Sonntag, 22. März 2015

Faulheit gibt es nicht


Faulheit ist die Todsünde Nummer 1 in der westlichen Welt.

Wer faul ist, hat Schlechtes verdient. Wer faul ist, ist ein Schmarotzer. Wer faul ist, kennt keine Moral und Sitte. Wer faul ist, gefährdet Wohlstand und Wachstum. Wer faul ist, verhöhnt die Gemeinschaft der fleißigen Arbeitnehmer. Wer faul ist, der setzt seine Daseinsberechtigung auf's Spiel.
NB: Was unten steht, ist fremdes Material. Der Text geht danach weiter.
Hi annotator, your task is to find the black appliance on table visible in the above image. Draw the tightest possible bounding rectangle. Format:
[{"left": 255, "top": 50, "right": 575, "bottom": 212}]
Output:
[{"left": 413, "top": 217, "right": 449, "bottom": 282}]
Der (vermeintliche) Gegensatz 'fleißig vs. faul' scheint, zumindest in der kapitalistisch-neoliberal geprägten Gesellschaft, in seiner Signifikanz die uralte Unterteilung 'gut vs. böse' mittlerweile fast eingeholt zu haben. Oder besser gesagt: fast ersetzt. Denn Fleiß wird de facto als das Gute schlechthin angesehen und Faulheit als böse, lasterhafte Versuchung, der man nur selten nachgeben darf (wenn, dann höchstens in klar abgesteckten und fremdbestimmten Zeiträumen wie Wochenende, Urlaub, Feiertage).

Es lohnt sich, sich die generellen Fragen zu stellen:
Was soll der Begriff "Faulheit" eigentlich ausdrücken? Gibt es überhaupt "die Faulheit" per se?

Als "faul" wird meist Jemand bezeichnet, der körperlich inaktiv/ träge ist und keine Lust darauf hat, Ziele und Aufgaben zu erfüllen, die ein Anderer als sinnvoll und notwendig erachtet. Oft handelt es sich dabei um relativ banale Alltagstätigkeiten wie Haushaltspflege, Hausaufgaben, Erledigungen usw. Es kann sich aber auch auf grundsätzlichere Punkte wie Erwerbsarbeit oder langfristige Arbeit an der eigenen Gesundheit beziehen.

Der "Andere", der die Position des Mahnenden, Wissenden und Fürsorglichen einnimmt, wird irgendwann ungeduldig und ärgerlich, weil der "Faule" sich nicht nach den Ansprüchen des Anderen richtet, welche er selbst für vollkommen gerechtfertigt und richtig hält. Dabei handelt der Faule einfach nach seinen eigenen, momentanen Wertmaßstäben, die teilweise massiv davon abweichen, was der Großteil der (bürgerlichen) Mitmenschen für wichtig und erstrebenswert hält. Wie zum Beispiel das Erkämpfen einer hohen Position im Job, der Erwerb eines Führerscheins, wöchentlich Großputz machen oder der tägliche Gebrauch von Zahnseide. 

Nur weil der Faule in diesen Aspekten wenig Ambitionen zeigt, heißt das nicht, das er zwangsweise eine "faule Sau" ist und dass er seine Energie nicht leidenschaftlich in ganz andere Bereiche steckt (beispielsweise in: aus dem Fenster gucken, rauchen, lesen, Kaffee trinken, Kronkorken sammeln, Obdachlose bekochen, an die Decke starren, Go-Kart fahren).

Deshalb habe ich ein Problem mit dem Begriff "Faulheit": wenn Jemand "faul" ist, setzt er schlichtweg andere Prioritäten. Er erachtet andere Sachen als wichtiger und grenzt sich bewusst von den Erwartungen Anderer ab. Er leistet passiven Widerstand. Er entscheidet selbst, was in diesem Augenblick gut für ihn ist. 

Und das wiederum steht bei mir ganz oben in der Werteskala.


2 Kommentare:

  1. Besonders "faul" sind ja diejenigen, die andere für sich arbeiten lassen, Milliarden-Subventionen kassieren oder noch besser: das Geld für sich "arbeiten" lassen. Was das mit Fleiß zu tun haben soll, wollte sich mir noch nie erschließen.